The rapid growth of renewable generation and its intermittent nature has modified the role of combined cycle power stations in the energy industry, and the key feature for the operational excellence is now flexibility. Especially, the capability to start an installation quickly and efficiently after a shutdown period leads to lower operational cost and a higher capacity factor. However, most of existing thermal power stations worldwide are designed for continuous operation, with no special focus on an efficient start-up process. In most current start-up procedures, the gas turbine controls ensure maximum heat flow to the heat recovery steam generator, without feedback from the steam cycle. The steam cycle start-up controls work independently with as main control parameter the limitation of the thermal stresses in the steam turbine rotor. In this paper, a novel start-up procedure of an existing combined cycle power station is presented, and it uses a feedback loop between the steam turbine, the boiler and the gas turbine start-up controls. This feedback loop ensures that the steam turbine can be started up with a significant reduction in stresses. To devise and assess this start-up methodology, a flexible and accurate dynamic model was implemented in the Simulink environment.
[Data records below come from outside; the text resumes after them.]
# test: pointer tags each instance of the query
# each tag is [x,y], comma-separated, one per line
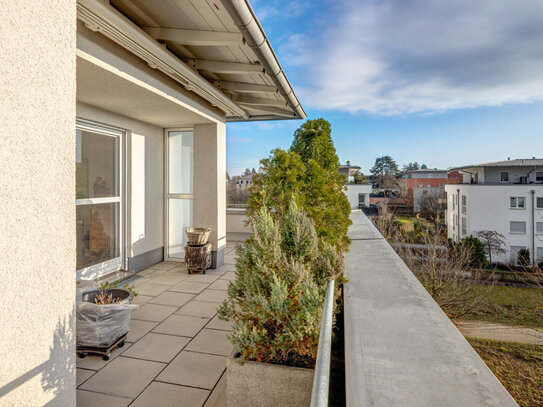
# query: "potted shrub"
[275,305]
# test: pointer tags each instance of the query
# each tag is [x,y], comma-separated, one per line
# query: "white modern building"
[242,181]
[358,195]
[504,196]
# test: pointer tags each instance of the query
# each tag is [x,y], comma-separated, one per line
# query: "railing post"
[321,380]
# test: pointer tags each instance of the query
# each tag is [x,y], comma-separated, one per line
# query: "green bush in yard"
[276,300]
[308,174]
[478,255]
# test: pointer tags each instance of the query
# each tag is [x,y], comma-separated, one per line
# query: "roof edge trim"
[101,17]
[244,17]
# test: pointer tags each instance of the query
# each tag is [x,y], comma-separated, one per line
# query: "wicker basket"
[198,236]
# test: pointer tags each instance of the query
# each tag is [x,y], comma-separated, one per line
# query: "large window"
[517,202]
[98,200]
[518,228]
[180,146]
[513,251]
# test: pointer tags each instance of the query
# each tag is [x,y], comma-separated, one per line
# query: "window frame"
[517,222]
[517,202]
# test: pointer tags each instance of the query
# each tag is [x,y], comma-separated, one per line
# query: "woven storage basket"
[198,236]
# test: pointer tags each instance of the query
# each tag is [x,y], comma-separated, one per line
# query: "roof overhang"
[227,60]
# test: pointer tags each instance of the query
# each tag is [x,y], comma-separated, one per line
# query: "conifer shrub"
[276,300]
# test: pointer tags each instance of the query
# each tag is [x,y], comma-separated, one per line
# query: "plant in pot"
[275,304]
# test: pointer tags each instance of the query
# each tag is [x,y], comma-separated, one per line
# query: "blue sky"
[438,82]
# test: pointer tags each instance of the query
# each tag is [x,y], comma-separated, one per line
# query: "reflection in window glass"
[180,159]
[97,165]
[96,234]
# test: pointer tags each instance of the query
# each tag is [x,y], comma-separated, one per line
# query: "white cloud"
[394,57]
[239,139]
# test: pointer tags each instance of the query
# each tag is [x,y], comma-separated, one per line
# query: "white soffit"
[215,48]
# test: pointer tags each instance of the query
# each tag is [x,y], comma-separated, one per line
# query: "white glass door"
[98,200]
[178,185]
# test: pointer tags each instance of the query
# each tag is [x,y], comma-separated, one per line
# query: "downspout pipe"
[244,17]
[471,173]
[533,226]
[458,210]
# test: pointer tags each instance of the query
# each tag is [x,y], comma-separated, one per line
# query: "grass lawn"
[519,367]
[511,305]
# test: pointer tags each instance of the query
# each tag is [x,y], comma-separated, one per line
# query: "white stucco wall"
[209,186]
[352,191]
[488,209]
[145,176]
[37,220]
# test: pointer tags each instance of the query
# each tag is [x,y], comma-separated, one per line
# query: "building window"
[517,202]
[518,228]
[513,251]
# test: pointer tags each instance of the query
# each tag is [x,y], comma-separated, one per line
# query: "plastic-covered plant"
[276,300]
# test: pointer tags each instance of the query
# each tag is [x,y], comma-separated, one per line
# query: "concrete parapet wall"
[400,347]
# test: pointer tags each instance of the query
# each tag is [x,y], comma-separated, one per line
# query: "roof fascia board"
[194,37]
[101,17]
[244,17]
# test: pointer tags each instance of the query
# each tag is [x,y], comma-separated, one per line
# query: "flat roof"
[519,162]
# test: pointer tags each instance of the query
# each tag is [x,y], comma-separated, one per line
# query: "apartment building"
[504,196]
[357,194]
[426,184]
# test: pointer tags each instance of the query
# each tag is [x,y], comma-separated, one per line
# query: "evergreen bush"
[276,300]
[524,257]
[308,174]
[478,255]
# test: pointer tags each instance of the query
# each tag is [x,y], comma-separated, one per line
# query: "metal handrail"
[321,380]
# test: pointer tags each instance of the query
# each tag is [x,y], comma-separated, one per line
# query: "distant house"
[504,196]
[349,171]
[420,185]
[357,194]
[242,181]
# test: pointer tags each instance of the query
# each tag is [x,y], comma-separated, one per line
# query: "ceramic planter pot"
[262,384]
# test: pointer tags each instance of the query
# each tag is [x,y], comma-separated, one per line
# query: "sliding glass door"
[178,185]
[98,200]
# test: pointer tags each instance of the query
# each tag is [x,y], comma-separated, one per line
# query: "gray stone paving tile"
[124,377]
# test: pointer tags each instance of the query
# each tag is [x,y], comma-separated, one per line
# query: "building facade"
[112,143]
[425,186]
[242,181]
[506,197]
It contains >100 component blocks (heat exchangers, valves, meters and sensors, turbines, controls, etc.), and the mathematical component submodels are based on physical models and experimental correlations. This makes the model generally applicable to other power plant installations. The model was validated against process data related to the three start-up types (cold start, warm start, hot start). On this basis, the optimization model is implemented with feedback loops that control, for example, the exit temperature of the gas turbine based on the actual steam turbine housing temperature, resulting in a smoother heating up of the steam turbine. The optimization model was used to define the optimal inlet guide vanes position and gas turbine power output curves for the three types of start-up. These curves were used during real power station start-ups, leading to, for cold and warm starts, reductions in the start-up time of, respectively, 32.5% and 31.8%, and reductions in the fuel consumption of, respectively, 47.0% and 32.4%. A reduction of the thermal stress in the steam turbines is also achieved, thanks to the new start-up strategy.